These are somewhat difficult to define as they may grade from river or bench deposits, into flood-plain or delta-type deposits and they can be geologically old, or recent. Gravel plains are found where a river canyon flattens and widens or, more often, where it enters a wide, low-gradient valley. The contained placers are generally similar to those in river deposits except for greater size and a more general distribution of gold. Because gravel-plain deposits are built by shifting stream channels, their gold is apt to have a wide lateral and vertical distribution and because of the relatively low velocities of streams flowing over flood plains, their placers are commonly made up of smaller-size gold compared with that found in the main stream deposits. Any larger gold carried by the main channel will likely be dropped close to the upper edge of the floodplain where the stream’s velocity decreases and its transporting ability is reduced. Although subject to surface wash and flood erosion, most gravel-plain deposits are relatively permanent. Examples of this type of deposit are the dredging fields at Hammonton, and those near Folsom, California.gold-placer-deposition


Bench placers are usually remnants of deposits formed during an earlier stage of stream development and left behind as the stream cuts downward.
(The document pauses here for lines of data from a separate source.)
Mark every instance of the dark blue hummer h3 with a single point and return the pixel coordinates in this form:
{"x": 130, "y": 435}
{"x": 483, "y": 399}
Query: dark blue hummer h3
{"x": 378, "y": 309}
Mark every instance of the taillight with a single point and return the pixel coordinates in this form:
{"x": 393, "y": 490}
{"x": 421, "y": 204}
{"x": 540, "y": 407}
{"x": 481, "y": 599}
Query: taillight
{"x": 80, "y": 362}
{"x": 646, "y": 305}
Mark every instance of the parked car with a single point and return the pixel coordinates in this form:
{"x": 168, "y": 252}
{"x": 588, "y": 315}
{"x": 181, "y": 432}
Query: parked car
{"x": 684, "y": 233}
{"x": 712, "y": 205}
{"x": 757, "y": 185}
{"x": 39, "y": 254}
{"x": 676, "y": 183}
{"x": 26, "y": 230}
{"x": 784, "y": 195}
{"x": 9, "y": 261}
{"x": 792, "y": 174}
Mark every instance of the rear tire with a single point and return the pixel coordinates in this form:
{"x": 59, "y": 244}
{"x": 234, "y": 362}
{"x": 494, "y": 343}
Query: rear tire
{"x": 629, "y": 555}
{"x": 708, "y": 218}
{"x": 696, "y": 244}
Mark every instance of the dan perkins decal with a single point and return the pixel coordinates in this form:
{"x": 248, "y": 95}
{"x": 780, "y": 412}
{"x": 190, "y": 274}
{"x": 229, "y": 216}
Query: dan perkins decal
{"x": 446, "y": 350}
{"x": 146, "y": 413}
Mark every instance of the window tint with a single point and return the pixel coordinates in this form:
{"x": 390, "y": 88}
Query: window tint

The abandoned segments, particularly those on the hillsides, are commonly referred to as “bench” gravels. Frequently there are two or more sets of benches in which case the miners refer to them as “high” benches and “low” benches. In California and elsewhere, most bench deposits were quickly found by the early miners who proceeded to work the richer bedrock streaks by primitive forms of underground mining. At the time these were referred to as “hill diggings.” Following the development of hydraulic mining in the 1850’s, many of the larger bench deposits were worked by hydraulicking and the smaller ones by ground sluicing. During the depression years of the 1930’s, much of the so-called “sniper” mining was carried out on remnants of bench gravels and it should be noted that these hard-working individuals seldom recovered more than 25 or 30 cents per day.list_types_of_gold_placers


As a rule, finely-divided gold travels long distances under flood conditions. This gold which can best be referred to by the miners’ term of “flood gold”, consists mostly of minute particles so small that it may take 1,000 to 5,000 colors to be worth 1 cent. With few exceptions such gold has proven economically unimportant. The mineral examiner should recognize the true nature of flood gold deposits so that he can guard against being misled by their seemingly-rich surface concentrations.

As a stream sweeps around a curve, the water is subject to tangential forces which cause a relative increase in velocity along the outer radius of the curve with a corresponding decrease along the inside radius. The bottom layer of water is retarded by friction and as a result, it has a tendency to flow sideways along the bottom toward the inner bank. This, in turn, causes sand and small gravel to accumulate in the form of an accretion bar along the inside bank of the curve and where flood-borne particles of gold are being carried down the stream, some will be deposited near the upper point of such bars, as shown in Figure 1.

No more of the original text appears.